A fundamental challenge in imperfect-information games is that states do not have well-defined values. As a result, depth-limited search algorithms used in single-agent settings and perfect-information games do not apply. This paper introduces a principled way to conduct depth-limited solving in imperfect-information games by allowing the opponent to choose among a number of strategies for the remainder of the game at the depth limit. Each one of these strategies results in a different set of values for leaf nodes. This forces an agent to be robust to the different strategies an opponent may employ. We demonstrate the effectiveness of this approach by building a master-level heads-up no-limit Texas hold’em poker AI that defeats two prior top agents using only a 4-core CPU and 16 GB of memory. Developing such a powerful agent would have previously required a supercomputer.

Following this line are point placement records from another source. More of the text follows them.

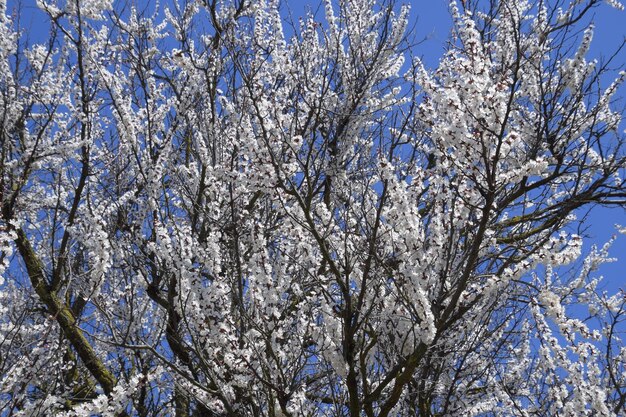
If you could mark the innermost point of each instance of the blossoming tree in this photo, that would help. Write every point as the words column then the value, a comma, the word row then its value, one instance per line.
column 208, row 212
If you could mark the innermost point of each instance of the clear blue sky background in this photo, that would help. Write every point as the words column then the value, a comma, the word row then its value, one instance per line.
column 432, row 23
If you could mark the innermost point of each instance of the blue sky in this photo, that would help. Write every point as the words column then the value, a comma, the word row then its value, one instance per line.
column 432, row 24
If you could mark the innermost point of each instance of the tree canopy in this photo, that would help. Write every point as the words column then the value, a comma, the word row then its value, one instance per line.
column 211, row 209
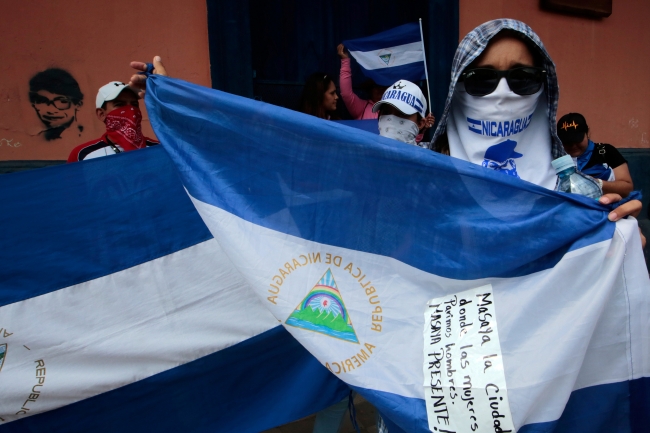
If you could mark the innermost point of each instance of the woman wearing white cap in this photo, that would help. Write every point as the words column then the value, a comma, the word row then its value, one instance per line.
column 402, row 112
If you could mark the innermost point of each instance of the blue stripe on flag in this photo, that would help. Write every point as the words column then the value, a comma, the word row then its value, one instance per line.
column 258, row 384
column 388, row 76
column 404, row 34
column 369, row 125
column 601, row 408
column 77, row 222
column 364, row 192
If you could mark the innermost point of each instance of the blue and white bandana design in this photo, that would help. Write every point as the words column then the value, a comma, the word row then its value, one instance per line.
column 496, row 129
column 473, row 45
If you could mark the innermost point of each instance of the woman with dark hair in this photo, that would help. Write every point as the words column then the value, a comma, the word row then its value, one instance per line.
column 319, row 96
column 56, row 97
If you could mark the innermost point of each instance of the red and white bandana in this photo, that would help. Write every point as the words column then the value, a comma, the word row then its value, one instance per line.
column 124, row 127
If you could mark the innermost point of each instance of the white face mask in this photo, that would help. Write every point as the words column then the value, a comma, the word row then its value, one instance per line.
column 503, row 131
column 398, row 129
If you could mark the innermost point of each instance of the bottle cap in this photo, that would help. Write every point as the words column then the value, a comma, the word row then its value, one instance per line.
column 562, row 163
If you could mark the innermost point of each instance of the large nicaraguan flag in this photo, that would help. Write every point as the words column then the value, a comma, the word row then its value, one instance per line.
column 396, row 54
column 452, row 297
column 119, row 312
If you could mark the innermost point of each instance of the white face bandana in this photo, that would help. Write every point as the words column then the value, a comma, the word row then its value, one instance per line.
column 503, row 131
column 398, row 129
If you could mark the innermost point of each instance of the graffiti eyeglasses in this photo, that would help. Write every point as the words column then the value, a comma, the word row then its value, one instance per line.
column 60, row 102
column 522, row 81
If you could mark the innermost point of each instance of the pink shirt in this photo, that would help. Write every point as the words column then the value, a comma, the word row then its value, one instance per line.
column 359, row 108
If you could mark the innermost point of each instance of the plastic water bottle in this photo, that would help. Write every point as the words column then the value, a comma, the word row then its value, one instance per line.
column 573, row 181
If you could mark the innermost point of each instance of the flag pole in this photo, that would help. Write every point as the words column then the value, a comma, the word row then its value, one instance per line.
column 426, row 73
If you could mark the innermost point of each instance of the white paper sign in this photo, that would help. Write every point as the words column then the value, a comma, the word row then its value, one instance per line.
column 464, row 383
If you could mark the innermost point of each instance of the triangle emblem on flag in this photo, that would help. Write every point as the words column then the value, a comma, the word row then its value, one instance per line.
column 385, row 58
column 323, row 311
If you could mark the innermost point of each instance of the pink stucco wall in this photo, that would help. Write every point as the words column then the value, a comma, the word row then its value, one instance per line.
column 602, row 64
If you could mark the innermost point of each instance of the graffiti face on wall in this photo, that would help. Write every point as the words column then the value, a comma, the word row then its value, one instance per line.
column 56, row 97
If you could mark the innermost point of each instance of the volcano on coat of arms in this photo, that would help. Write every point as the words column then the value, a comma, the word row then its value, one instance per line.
column 323, row 311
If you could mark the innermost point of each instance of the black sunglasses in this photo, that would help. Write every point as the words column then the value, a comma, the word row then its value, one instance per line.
column 523, row 81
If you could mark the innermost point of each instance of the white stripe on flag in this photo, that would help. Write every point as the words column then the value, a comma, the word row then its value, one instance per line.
column 142, row 321
column 390, row 57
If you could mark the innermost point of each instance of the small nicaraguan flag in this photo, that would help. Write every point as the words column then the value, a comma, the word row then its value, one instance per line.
column 395, row 54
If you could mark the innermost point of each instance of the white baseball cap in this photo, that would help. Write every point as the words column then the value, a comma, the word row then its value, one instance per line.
column 405, row 96
column 109, row 92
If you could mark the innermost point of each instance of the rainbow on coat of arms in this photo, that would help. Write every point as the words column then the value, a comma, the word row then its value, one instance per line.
column 323, row 311
column 3, row 354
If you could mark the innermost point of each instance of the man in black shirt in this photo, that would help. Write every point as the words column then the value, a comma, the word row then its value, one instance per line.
column 599, row 160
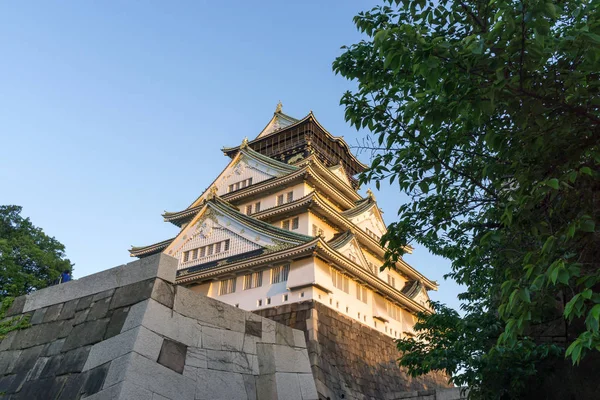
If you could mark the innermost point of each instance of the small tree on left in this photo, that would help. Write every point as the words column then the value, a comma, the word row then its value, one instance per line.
column 29, row 259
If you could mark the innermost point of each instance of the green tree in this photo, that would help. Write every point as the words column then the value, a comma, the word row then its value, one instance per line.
column 487, row 115
column 29, row 259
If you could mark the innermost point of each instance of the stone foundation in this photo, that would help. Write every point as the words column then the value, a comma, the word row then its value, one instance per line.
column 130, row 333
column 349, row 360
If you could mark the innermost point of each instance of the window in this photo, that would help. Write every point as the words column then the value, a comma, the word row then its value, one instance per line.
column 361, row 293
column 391, row 281
column 227, row 286
column 317, row 231
column 210, row 249
column 239, row 185
column 393, row 311
column 280, row 274
column 340, row 281
column 293, row 223
column 373, row 235
column 253, row 280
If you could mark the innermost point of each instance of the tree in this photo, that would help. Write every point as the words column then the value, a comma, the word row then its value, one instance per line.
column 29, row 259
column 487, row 115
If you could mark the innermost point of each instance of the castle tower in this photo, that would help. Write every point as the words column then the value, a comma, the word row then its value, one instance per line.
column 283, row 232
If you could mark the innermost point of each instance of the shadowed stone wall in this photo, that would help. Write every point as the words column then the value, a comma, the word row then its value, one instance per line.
column 130, row 333
column 350, row 360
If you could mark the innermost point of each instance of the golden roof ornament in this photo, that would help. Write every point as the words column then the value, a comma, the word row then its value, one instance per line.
column 370, row 194
column 212, row 192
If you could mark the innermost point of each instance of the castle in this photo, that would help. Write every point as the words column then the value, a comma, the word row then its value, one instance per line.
column 283, row 232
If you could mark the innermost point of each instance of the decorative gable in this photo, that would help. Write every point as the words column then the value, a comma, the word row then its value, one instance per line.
column 213, row 235
column 340, row 172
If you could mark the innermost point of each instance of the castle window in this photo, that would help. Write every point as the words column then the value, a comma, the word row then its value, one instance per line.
column 361, row 293
column 227, row 286
column 340, row 281
column 317, row 231
column 280, row 274
column 253, row 280
column 391, row 281
column 393, row 311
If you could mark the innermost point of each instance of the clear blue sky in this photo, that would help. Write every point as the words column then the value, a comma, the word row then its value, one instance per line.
column 111, row 112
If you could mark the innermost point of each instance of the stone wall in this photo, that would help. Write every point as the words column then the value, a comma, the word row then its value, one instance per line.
column 349, row 360
column 130, row 333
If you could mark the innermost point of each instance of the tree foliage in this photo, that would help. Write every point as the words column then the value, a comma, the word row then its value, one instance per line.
column 487, row 114
column 29, row 259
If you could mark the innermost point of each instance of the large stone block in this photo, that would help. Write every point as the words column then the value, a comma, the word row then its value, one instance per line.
column 139, row 339
column 159, row 265
column 220, row 385
column 279, row 358
column 89, row 332
column 172, row 355
column 173, row 325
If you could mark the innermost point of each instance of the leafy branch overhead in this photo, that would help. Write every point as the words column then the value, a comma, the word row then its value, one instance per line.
column 488, row 115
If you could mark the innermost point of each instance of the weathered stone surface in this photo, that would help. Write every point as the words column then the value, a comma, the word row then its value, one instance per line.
column 347, row 358
column 158, row 379
column 84, row 302
column 172, row 355
column 103, row 295
column 53, row 312
column 164, row 293
column 140, row 339
column 117, row 319
column 16, row 307
column 280, row 358
column 196, row 358
column 74, row 360
column 213, row 385
column 159, row 265
column 38, row 334
column 68, row 310
column 99, row 309
column 42, row 389
column 38, row 316
column 80, row 316
column 89, row 332
column 95, row 379
column 254, row 328
column 27, row 359
column 131, row 294
column 8, row 360
column 164, row 321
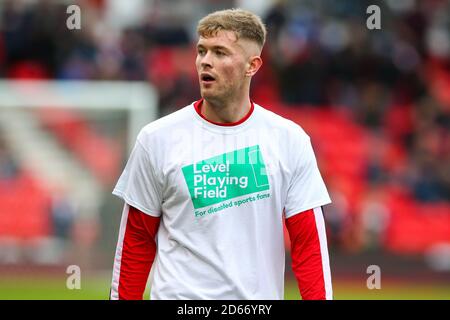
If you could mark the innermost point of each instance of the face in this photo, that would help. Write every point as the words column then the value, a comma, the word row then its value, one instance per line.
column 224, row 66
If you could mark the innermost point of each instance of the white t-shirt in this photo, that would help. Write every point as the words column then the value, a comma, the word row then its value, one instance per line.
column 221, row 192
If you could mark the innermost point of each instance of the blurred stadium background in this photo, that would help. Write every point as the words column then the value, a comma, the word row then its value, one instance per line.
column 375, row 102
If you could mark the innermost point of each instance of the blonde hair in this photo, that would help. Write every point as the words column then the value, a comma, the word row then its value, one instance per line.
column 243, row 23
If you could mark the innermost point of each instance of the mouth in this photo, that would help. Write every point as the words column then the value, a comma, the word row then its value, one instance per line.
column 207, row 78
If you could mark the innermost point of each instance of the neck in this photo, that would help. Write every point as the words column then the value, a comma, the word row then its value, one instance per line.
column 226, row 112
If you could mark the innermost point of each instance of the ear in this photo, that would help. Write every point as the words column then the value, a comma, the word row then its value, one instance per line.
column 253, row 65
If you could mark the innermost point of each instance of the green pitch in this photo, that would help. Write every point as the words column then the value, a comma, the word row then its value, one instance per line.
column 97, row 288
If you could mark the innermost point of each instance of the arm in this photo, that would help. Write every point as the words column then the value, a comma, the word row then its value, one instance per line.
column 309, row 251
column 135, row 253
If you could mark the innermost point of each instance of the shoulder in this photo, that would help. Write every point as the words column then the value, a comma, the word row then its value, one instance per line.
column 287, row 127
column 162, row 127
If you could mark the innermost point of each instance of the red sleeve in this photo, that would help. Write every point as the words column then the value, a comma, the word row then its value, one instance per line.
column 309, row 252
column 135, row 253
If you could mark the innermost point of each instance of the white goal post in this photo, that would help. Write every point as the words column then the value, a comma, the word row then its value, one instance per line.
column 138, row 98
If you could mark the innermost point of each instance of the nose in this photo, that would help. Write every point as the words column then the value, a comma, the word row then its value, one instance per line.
column 206, row 60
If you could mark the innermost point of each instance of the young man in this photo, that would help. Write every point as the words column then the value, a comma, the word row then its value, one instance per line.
column 206, row 188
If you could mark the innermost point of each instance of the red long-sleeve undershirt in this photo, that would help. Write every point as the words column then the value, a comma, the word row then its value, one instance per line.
column 309, row 254
column 137, row 250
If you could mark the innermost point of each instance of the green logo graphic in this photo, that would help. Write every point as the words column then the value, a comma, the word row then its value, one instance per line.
column 226, row 176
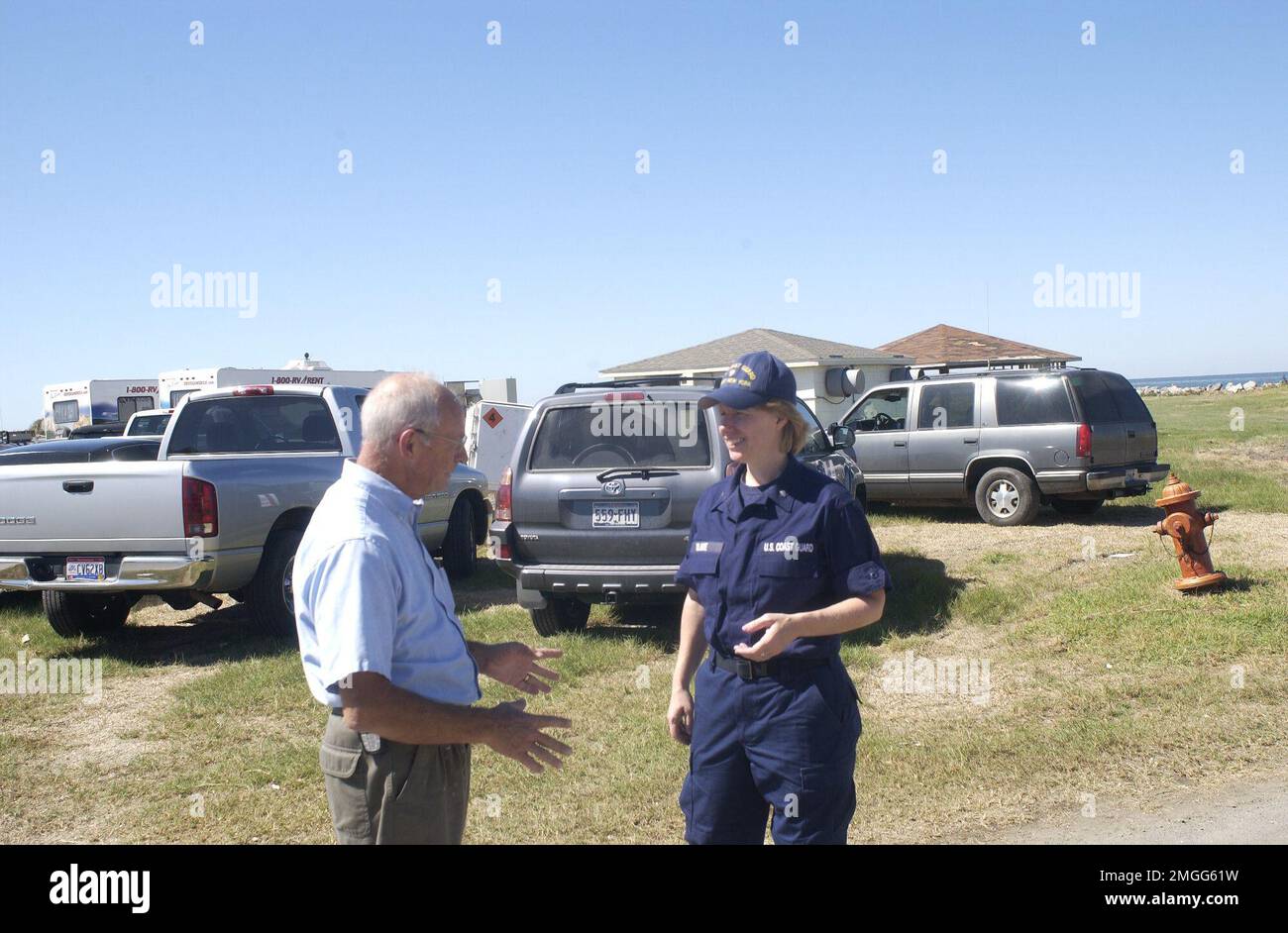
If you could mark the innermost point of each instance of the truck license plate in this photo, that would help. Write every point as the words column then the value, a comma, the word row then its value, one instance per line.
column 614, row 515
column 85, row 569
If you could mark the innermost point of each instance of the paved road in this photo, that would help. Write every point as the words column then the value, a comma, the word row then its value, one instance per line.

Nguồn: https://zagran-tour.com/

Xem thêm bài viết khác: https://zagran-tour.com/game/

Am I correct in assuming that the blueprint if it was computed in just 700 hours was very very coarse-grained?

So the depth-limited real-time solving just works well even with this coarse-grained blueprint? Seems super powerful if that's correct.

Have you written about how you guys performed information abstraction in poker?

When doing monte carlo rollouts to estimate the values of playing the strategies after subgame leaf node, are you sampling player strategies or just chance nodes? Does this need to be done for every iteration of cfr?

When the opponent chooses an action that is not in the blueprint, you add it to the subgame. To estimate the values of the strategies after this subgame leaf node, you need to map it to a node in the blueprint. The size of the pot in the new subgame node will be different from the size of the pot in the blueprint node that it is mapped to. When evaluating the values of the strategies, is this new pot size "passed down" and used to when calculating the payoffs at the terminal nodes of the blueprint?

For example, The pot is 4 big blinds and the blueprint has a 2 big blind bet and a 4 big blind bet. You want to add a 5 big blind bet to your subgame. You'd map it to the 4 big blind node in the blueprint, and the strategies after the subgame leaf node would be the same strategies as 4 big blind bet. When calculating the values of the strategies, the 5 big blind bet may have different values than the 4 big blind bet, because the pot is larger at the terminal nodes. (Say after the bet, there is one more bet of half pot and then reaches showdown. The pot after the 5 big blind bet would be 4+5+ 4.5, whereas the pot after the 4 big blind bet would be 4 + 4 + 4)

edit* actually I think I understand now that you calculate the values as a percentage of the pot in the blueprint and then multiply that by the size of the pot in the subgame

I have watched the long presentation on microsoft too but I have some questions.

1) practically depth limited means that you are playing until the preflop and flop but not calculating for the turn and river!?

2) is there another difference between modicum and deepstack except that modicum is calculating to depth limited while deepstack is calculating till the end?

3) a new strategy for the opponent is a new bet size or new range that he plays?

In poker, how do you estimate the values that aren't in the blueprint strategy? The paper gave a simple and clean example where we had the value vs 0.5 psb and the value vs a 1 psb, and it took the average. Do you use linear regression for any size? So if the blueprint strategy has values for 0.25, 0.5, and 1, and we're trying to estimated value of a 1.5 psb, do you just use linear regression using all of the sizes that we have? Is it important to have many sises at each node to get accurate estimated values?

Can P2 choose between a mix of his leaf-node policies?

ID LOVE to see-hear more for modicum..a ii general for AI s ..the more people knows the more value for your field

These videos are incredibly helpful towards understanding your work! Thank you very much for that! 🙂

You should have more views. Thanks for this.